Cape Girardeau painter Carl Boitnott, 43, was electrocuted when he touched a high voltage wire while painting a building in Jackson; Glen Sinclair, 61, of Cape Girardeau died after the Bush Hog-style rotary mower he was operating at work rolled over on top of him; and Daniel Sebaugh, 72, of Daisy died from a head injury received in a tractor accident on his farm.
While 2010 statistics aren't yet available statewide, 142 Missourians died from occupational injuries in 2009, according to the U.S. Bureau of Labor Statistics. That's down slightly from 148 workers in 2008. This is due in part to the economic factors that resulted in a 6 percent decline in total hours worked, according to a bureau news release.
Non-fatal workplace injuries and illness resulted in lost work time for 16,740 Missouri workers in 2009, according to data released this month in the Missouri Department of Labor's annual Survey of Occupational Injuries and Illness.
The survey collects data from 5,400 Missouri employers including private industries and state and local governments.
Injuries to the hands, fingers and wrists from repetitive factory work; lower back pain from heavy lifting; and problems with knees, ankles and feet are the most common workplace injuries occupational medicine specialist Dr. Glen Cooper sees at Saint Francis Medical Center's Corporate Health Services.
He suggests employees monitor any soreness caused by doing their job and report symptoms early to their employer before the problem gets too advanced.

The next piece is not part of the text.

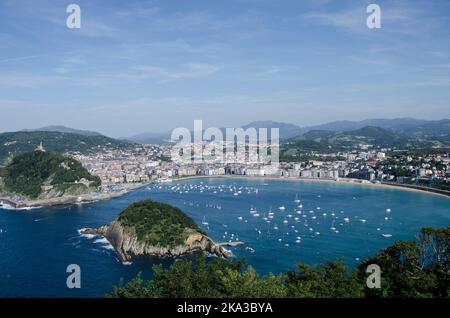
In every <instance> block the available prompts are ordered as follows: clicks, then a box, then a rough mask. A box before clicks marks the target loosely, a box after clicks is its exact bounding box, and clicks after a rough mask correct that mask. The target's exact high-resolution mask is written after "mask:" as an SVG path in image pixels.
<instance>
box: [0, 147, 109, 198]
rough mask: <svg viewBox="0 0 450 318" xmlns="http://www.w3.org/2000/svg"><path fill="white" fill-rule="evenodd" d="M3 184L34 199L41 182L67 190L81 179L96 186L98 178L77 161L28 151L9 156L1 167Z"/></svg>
mask: <svg viewBox="0 0 450 318" xmlns="http://www.w3.org/2000/svg"><path fill="white" fill-rule="evenodd" d="M3 174H4V184H5V188H6V190H7V191H8V192H11V193H16V194H20V195H24V196H27V197H30V198H37V197H38V196H39V195H40V194H41V193H42V188H41V187H42V186H43V185H44V184H48V185H52V186H54V187H55V188H57V189H59V190H62V191H64V190H67V189H69V188H70V186H71V185H73V184H74V183H75V182H77V181H80V180H81V179H83V178H84V179H86V180H87V181H90V182H91V184H90V186H91V187H98V186H100V183H101V182H100V179H99V178H98V177H96V176H93V175H91V174H90V173H89V172H88V171H87V170H86V169H85V168H84V167H83V166H82V165H81V163H79V162H78V161H76V160H75V159H73V158H69V157H64V156H62V155H60V154H57V153H52V152H39V151H36V152H29V153H25V154H22V155H18V156H16V157H14V158H13V160H12V161H11V163H10V164H9V165H8V166H7V167H6V168H5V169H4V172H3Z"/></svg>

Occupational medicine specialists try to look at each case to learn how the injury occurred and how it could have been prevented, said Dr. Thomas Marsh, director of occupational medicine at Southeast HealthWorks.

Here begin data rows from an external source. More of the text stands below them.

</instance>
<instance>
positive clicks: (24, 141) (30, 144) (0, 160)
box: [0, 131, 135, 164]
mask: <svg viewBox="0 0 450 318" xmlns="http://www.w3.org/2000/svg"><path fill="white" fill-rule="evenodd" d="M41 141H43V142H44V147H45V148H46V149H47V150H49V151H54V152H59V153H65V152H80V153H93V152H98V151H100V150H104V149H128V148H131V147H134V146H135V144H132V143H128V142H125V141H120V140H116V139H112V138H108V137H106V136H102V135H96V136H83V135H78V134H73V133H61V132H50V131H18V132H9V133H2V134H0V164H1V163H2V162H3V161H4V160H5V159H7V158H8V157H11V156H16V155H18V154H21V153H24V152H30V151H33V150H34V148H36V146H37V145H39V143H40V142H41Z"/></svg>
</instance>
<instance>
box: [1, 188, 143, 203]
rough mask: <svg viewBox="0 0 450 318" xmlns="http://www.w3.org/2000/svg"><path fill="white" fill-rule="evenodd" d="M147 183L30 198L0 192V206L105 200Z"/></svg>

"We want to ensure that this incident or injury doesn't happen to somebody else," he said. "You can do a lot to prevent many of the injuries we see, but it starts with the individual doing the job."

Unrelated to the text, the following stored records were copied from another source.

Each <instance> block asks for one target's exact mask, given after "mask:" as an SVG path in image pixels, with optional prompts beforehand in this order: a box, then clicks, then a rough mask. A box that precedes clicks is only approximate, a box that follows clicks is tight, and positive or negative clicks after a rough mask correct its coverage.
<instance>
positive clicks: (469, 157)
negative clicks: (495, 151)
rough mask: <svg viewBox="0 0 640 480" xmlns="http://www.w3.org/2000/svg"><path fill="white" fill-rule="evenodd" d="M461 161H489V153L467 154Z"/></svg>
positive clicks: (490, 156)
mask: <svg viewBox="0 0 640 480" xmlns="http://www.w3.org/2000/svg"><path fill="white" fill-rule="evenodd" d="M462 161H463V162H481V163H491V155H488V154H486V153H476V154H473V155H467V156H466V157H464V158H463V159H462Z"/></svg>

Proper training, making sure the person is physically capable of doing the job and a good work ethic are all key to worker safety, Marsh said.
Workers can often prevent injuries when they stop and think a situation through, for example finding out the weight of an item before they lift it, he said.
He also suggests employers require prospective workers to get a baseline physical exam to make sure their new job doesn't aggravate any pre-existing conditions. These exams are a "low-cost insurance policy" for employers.
"A fair amount of pre-existing problems show up as a work injury when a person is doing a job they shouldn't have been involved with," Marsh said.
Employers also should look at jobs to ensure they are designed to cause the least amount of stress to the workers, Cooper said.
Workers with more than five years of service accounted for 38.1 percent of occupational injuries and illness resulting in days away from work in private industry in 2009 and 41 percent in local governments, according to the Missouri Department of Labor.
Workers who were 45 to 54 years old accounted for 24 percent of all nonfatal workplace injuries and illnesses resulting in days away from work in private industry and 31 percent in local governments.
The aging work force plays a part in lost productivity from workplace injuries, according to Marsh.
"Although older individuals have decreased injury rates, but when they do hurt themselves it takes 3 times as long as for them to heal," he said.
Employers need to take into account the investment they have in each employee, Cooper said.
"A factory worker that's been with you four or five years knows their job and is highly efficient," he said. "If you lose that person and have to bring in a person with less experience, you lose productivity."